We glide silently on the barely ruffled surface of a deep inlet of Great Slave Lake and guide the canoe behind a bare rock outcropping, the kind that earned this region the name “Canadian Shield.” The only sound is the dripping from our paddles. Then, in the distance, a sora rail insistently sounds its plaintive mating call, a “ker-weeee” descending whinny.
We slide into a thicket of dead horsetail, the ubiquitous reed of the Northwest Territories, and step out of the canoe. It’s May: Winter is over and the ice is receding, but the landscape has yet to burst into a thousand shades of green. Jason Charlwood, a conservation specialist with Ducks Unlimited, pads silently past a thicket of birch and aspen.
We emerge gingerly from the trees to view hundreds of water birds sitting on a floating slab of ice. There are tundra swans, which I might have seen wintering nearly 2,500 miles away in the Chesapeake Bay, near Washington, where I live; red-faced sandhill cranes, magnificent birds with eight-foot wingspans just returned from winter quarters in New Mexico; green-wing teals, lesser scaups and widgeons, all small, brightly colored ducks; larger ones called pintails (winter address: Panama) and northern shovelers, a duck with a large spoon-shaped bill used for skimming for bugs and plants on the surface of the water. Green-necked mallards are everywhere.
Most of the birds are still, their heads tucked into their wings, their bodies lowered on the ice, legs invisible. “They’re napping,” whispers Charlwood, 36, a nature enthusiast who moved to nearby Yellowknife eight years ago from British Columbia.
This cove on the north shore of the Great Slave Lake, just 300 miles from the Arctic Circle, is in the heart of the boreal forest, one of the last largely intact forest ecosystems in the world. It’s a circumpolar ring dominated by slow-growing evergreens like spruce and pine, densely meshed with peat bogs and shallow lakes and ponds – heaven for waterfowl and also home to caribou, beaver, wolverine, bear, and more than 100 species of fish.

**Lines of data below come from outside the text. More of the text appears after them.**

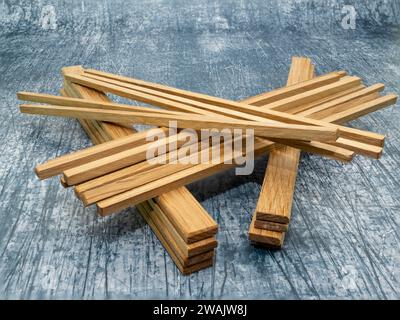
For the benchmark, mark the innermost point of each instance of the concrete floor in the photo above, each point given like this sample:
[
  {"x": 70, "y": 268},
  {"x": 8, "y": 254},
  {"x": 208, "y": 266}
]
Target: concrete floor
[{"x": 343, "y": 241}]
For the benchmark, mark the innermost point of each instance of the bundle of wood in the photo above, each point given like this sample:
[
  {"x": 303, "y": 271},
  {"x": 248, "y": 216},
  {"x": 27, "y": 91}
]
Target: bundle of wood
[{"x": 305, "y": 115}]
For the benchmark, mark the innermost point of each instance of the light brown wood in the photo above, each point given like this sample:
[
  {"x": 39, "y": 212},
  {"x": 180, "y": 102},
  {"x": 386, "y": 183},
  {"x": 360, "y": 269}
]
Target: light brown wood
[
  {"x": 228, "y": 106},
  {"x": 196, "y": 122},
  {"x": 102, "y": 166},
  {"x": 173, "y": 252},
  {"x": 276, "y": 196},
  {"x": 323, "y": 110},
  {"x": 141, "y": 178},
  {"x": 265, "y": 237},
  {"x": 360, "y": 148},
  {"x": 194, "y": 210},
  {"x": 170, "y": 232},
  {"x": 263, "y": 98},
  {"x": 86, "y": 103},
  {"x": 272, "y": 226},
  {"x": 172, "y": 102},
  {"x": 243, "y": 116},
  {"x": 58, "y": 165},
  {"x": 363, "y": 109},
  {"x": 181, "y": 178},
  {"x": 179, "y": 213}
]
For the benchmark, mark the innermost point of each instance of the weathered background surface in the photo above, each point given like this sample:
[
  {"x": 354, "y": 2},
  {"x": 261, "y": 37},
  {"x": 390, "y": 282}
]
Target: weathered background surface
[{"x": 344, "y": 238}]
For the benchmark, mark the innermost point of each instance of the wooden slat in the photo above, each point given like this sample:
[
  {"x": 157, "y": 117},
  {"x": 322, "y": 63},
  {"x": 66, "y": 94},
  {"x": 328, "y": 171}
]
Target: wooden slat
[
  {"x": 276, "y": 196},
  {"x": 168, "y": 246},
  {"x": 229, "y": 106},
  {"x": 195, "y": 213},
  {"x": 363, "y": 109},
  {"x": 86, "y": 103},
  {"x": 58, "y": 165},
  {"x": 375, "y": 139},
  {"x": 272, "y": 226},
  {"x": 261, "y": 99},
  {"x": 102, "y": 166},
  {"x": 181, "y": 178},
  {"x": 196, "y": 122}
]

A few weeks earlier, the Tlicho First Nation formally asked the federal government that this spot and some 255 square miles around it be designated the North Arm National Wilderness Area. The process is expected to take three years. In the meantime, aboriginal hunting can take place, but no development activity is allowed that could interfere with the conservation of wildlife.
And what’s so special about this particular spot?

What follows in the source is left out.